Lo Stato di emergenza è stato deliberato dalla Giunta di governo convocata con urgenza dal presidente della Regione, Renato Schifani. La causa principale, le alluvioni che hanno colpito gravemente alcune zone della Sicilia.
“Dopo aver seguito costantemente l’evolversi della situazione dei giorni scorsi — ha affermato Schifani —. Stiamo procedendo con tempestività e immediatezza, sia sul piano operativo sia su quello finanziario, per fronteggiare le criticità riscontrate in diverse zone della Sicilia. Nostro obiettivo fondamentale è quello di garantire innanzitutto la sicurezza dei cittadini e ripristinare la viabilità regionale lì dove è stata danneggiata gravemente”.
Stanziati 2,8 milioni di euro dal Fondo di riserva per le spese impreviste del bilancio regionale. Obiettivo quello di effettuare, nel più breve tempo possibile, gli interventi indispensabili per rimuovere le situazioni di pericolo.

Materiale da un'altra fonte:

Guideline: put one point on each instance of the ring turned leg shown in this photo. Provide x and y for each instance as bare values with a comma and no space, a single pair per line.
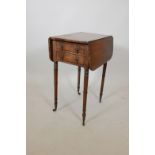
86,75
78,83
102,81
55,85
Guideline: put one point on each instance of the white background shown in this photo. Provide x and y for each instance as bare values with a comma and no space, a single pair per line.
12,65
52,17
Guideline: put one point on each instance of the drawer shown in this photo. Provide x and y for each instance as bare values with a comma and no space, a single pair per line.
73,48
71,58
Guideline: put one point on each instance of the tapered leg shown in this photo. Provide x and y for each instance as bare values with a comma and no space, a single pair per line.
86,76
78,83
55,85
102,81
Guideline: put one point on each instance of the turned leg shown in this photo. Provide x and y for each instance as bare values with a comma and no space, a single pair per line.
78,83
102,81
86,75
55,85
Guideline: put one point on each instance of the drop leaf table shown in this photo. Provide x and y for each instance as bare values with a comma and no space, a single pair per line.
87,50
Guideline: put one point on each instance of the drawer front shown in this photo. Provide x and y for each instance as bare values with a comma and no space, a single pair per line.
72,53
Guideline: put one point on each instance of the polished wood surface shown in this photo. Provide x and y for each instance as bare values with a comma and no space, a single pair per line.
80,37
87,50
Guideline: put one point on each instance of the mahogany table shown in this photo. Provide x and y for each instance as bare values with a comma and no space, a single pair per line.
86,50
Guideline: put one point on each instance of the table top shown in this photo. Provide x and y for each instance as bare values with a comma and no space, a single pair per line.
80,37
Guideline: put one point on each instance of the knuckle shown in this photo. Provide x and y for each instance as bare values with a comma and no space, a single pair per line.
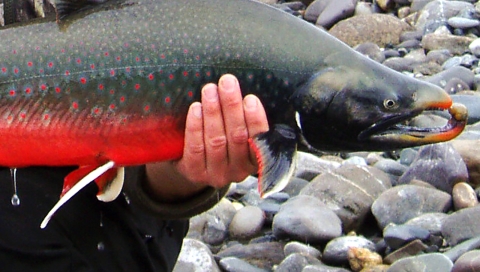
239,136
217,142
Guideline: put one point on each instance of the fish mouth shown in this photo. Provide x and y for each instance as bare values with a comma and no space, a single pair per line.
394,129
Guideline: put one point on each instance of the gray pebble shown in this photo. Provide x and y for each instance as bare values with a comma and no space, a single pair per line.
233,264
297,247
247,223
335,251
461,225
439,164
401,203
434,262
463,196
397,236
429,221
306,218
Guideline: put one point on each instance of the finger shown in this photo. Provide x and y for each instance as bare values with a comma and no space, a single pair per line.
193,160
234,121
214,132
255,118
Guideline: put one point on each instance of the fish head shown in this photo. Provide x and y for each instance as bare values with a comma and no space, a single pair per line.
343,109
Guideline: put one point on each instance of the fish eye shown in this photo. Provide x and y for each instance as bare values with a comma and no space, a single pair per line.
389,104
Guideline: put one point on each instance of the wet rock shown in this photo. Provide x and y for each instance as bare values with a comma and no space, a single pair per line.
349,191
380,29
261,255
439,165
455,44
305,218
469,150
232,264
429,221
461,225
247,223
327,13
399,235
427,262
468,262
336,251
296,262
360,258
195,256
436,13
411,249
401,203
462,23
297,247
463,196
441,79
455,252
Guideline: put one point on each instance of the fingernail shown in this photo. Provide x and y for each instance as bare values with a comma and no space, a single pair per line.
197,110
250,102
210,92
228,82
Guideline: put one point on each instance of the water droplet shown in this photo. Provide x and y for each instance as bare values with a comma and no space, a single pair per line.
15,200
100,246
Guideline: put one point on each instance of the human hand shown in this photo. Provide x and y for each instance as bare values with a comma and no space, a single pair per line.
216,150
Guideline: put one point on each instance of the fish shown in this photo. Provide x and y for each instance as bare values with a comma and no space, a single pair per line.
107,84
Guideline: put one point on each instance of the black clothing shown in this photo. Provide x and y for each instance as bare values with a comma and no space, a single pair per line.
85,234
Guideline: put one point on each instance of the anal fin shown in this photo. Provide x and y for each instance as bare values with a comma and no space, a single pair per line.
276,152
71,187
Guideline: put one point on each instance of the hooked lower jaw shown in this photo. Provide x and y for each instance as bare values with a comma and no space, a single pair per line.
408,135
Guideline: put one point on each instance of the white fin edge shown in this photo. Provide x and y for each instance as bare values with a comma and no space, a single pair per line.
282,183
75,189
114,188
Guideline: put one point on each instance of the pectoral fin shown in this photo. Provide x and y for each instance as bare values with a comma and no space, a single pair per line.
276,151
72,187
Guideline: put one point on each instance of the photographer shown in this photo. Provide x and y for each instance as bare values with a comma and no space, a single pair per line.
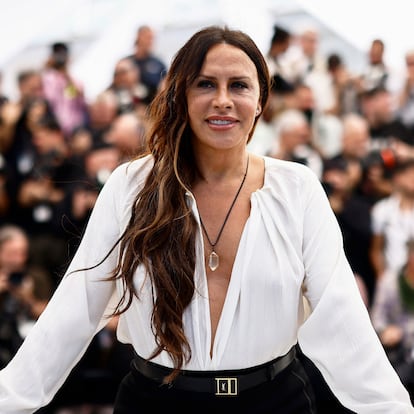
64,93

Duilio Alongi, dirigente generale del dipartimento Tecnico dell’assessorato regionale delle Infrastrutture, nominato Commissario straordinario per le emergenze.
Cinque gli interventi prioritari, nelle aree maggiormente colpite. Alla foce del fiume Salso, a Licata, un intervento per rimuovere i detriti e ripristinare il flusso dell’acqua. Sul fiume Dittaino, un intervento per il rifacimento degli argini, attraverso il posizionamento di massi ciclopici.
A Enna, una frana di dimensioni notevoli ha bloccato il transito della sede stradale e di alcune attività commerciali. Intraprese misure di massima sicurezza dell’area, per consentire la riapertura della viabilità e ridurre i disagi per i cittadini. Sull’isola di Stromboli effettuati interventi per la rimozione dei detriti, per riabilitare la circolazione delle strade del centro abitato.
La Giunta, su proposta dell’assessore all’Agricoltura Salvatore Barbagallo, ha incaricato il dipartimento competente di individuare e delimitare le aree agricole della Piana di Licata maggiormente colpite. Saranno valutati i danni alle infrastrutture, alla produzione agricola e alle attrezzature. Le risorse necessarie per far fronte a questi danni saranno attinte dai fondi previsti dal Programma di sviluppo rurale, garantendo così la copertura finanziaria degli interventi.